1. En la Primera Lectura llama la atención la
fuerza de Pedro y los demás Apóstoles. Al mandato de permanecer en silencio, de
no seguir enseñando en el nombre de Jesús, de no anunciar más su mensaje, ellos
responden claramente: «Hay que obedecer a Dios antes que a los hombres». Y no
los detiene ni siquiera el ser azotados, ultrajados y encarcelados. Pedro y los
Apóstoles anuncian con audacia, con parresia, aquello que han recibido, el
Evangelio de Jesús. Y nosotros, ¿somos
capaces de llevar la Palabra de Dios a nuestros ambientes de vida? ¿Sabemos
hablar de Cristo, de lo que representa para nosotros, en familia, con los que
forman parte de nuestra vida cotidiana? La fe nace de la escucha, y se refuerza con el anuncio.
2. Pero demos un paso más: el anuncio de Pedro y
de los Apóstoles no consiste sólo en palabras, sino que la fidelidad a Cristo
entra en su vida, que queda transformada, recibe una nueva dirección, y es
precisamente con su vida con la que dan testimonio de la fe y del anuncio de
Cristo. En el Evangelio, Jesús pide a Pedro por tres veces que apaciente su
grey, y que la apaciente con su amor, y le anuncia: «Cuando seas viejo,
extenderás las manos, otro te ceñirá y te llevará adonde no quieras» (Jn
21,18).
Esta es una palabra dirigida a nosotros, los Pastores: no se puede
apacentar el rebaño de Dios si no se acepta ser llevados por la voluntad de
Dios incluso donde no queremos, si no hay disponibilidad para dar testimonio de
Cristo con la entrega de nosotros mismos, sin reservas, sin cálculos, a veces a
costa incluso de nuestra vida. Pero esto vale para todos: el Evangelio ha de
ser anunciado y testimoniado. Cada uno debería preguntarse: ¿Cómo doy yo
testimonio de Cristo con mi fe? ¿Tengo el valor de Pedro y los otros Apóstoles
de pensar, decidir y vivir como cristiano, obedeciendo a Dios? Es verdad que el
testimonio de la fe tiene muchas formas, como en un gran mural hay variedad de
colores y de matices; pero todos son importantes, incluso los que no destacan.

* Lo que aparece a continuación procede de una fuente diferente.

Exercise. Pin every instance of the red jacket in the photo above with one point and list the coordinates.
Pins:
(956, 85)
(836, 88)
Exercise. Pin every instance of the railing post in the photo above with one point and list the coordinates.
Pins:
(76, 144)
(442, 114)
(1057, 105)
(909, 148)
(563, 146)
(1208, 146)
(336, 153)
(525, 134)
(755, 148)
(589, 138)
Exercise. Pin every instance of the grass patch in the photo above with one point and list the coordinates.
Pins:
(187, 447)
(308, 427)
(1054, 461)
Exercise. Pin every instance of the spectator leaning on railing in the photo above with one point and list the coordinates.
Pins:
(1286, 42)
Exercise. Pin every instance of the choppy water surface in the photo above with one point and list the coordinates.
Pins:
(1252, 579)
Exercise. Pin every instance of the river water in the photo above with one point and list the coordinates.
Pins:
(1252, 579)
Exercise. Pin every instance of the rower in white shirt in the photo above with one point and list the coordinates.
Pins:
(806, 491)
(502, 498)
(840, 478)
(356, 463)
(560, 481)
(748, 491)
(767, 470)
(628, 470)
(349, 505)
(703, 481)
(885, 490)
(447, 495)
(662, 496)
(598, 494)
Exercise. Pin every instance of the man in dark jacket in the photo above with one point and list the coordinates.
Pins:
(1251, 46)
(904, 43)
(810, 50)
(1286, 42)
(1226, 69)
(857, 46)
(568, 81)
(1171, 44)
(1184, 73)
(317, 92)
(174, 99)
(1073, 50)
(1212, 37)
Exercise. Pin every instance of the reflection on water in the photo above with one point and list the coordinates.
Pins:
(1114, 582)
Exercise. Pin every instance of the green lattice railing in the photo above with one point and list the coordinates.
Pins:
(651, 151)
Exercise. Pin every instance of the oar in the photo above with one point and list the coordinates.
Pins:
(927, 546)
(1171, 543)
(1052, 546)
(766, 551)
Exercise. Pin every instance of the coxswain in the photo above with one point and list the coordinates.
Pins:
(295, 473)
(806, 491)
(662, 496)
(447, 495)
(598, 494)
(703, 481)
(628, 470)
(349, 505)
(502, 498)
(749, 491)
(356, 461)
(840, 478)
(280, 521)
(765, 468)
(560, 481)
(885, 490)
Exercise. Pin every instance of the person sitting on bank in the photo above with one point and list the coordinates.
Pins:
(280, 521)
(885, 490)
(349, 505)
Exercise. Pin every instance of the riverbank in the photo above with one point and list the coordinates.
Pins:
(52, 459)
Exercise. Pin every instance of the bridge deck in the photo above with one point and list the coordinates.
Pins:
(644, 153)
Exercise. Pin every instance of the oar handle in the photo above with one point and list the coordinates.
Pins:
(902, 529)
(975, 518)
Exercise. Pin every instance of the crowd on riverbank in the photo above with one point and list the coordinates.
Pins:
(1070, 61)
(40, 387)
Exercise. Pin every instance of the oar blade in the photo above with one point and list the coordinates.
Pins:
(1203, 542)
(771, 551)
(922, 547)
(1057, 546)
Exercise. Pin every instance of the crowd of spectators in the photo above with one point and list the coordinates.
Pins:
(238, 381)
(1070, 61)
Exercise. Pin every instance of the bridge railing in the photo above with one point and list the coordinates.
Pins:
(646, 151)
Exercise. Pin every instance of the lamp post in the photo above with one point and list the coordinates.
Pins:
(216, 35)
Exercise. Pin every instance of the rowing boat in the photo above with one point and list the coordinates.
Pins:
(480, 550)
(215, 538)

En el gran designio de Dios, cada detalle es importante, también el pequeño y
humilde testimonio tuyo y mío, también ese escondido de quien vive con
sencillez su fe en lo cotidiano de las relaciones de familia, de trabajo, de
amistad. Hay santos del cada día, los santos «ocultos», una especie de «clase media
de la santidad», como decía un escritor francés, esa «clase media de la
santidad» de la que todos podemos formar parte. Pero en diversas partes del
mundo hay también quien sufre, como Pedro y los Apóstoles, a causa del
Evangelio; hay quien entrega la propia vida por permanecer fiel a Cristo, con
un testimonio marcado con el precio de su sangre. Recordémoslo bien todos: no
se puede anunciar el Evangelio de Jesús sin el testimonio concreto de la vida.
Quien nos escucha y nos ve, debe poder leer en nuestros actos eso mismo que oye
en nuestros labios, y dar gloria a Dios.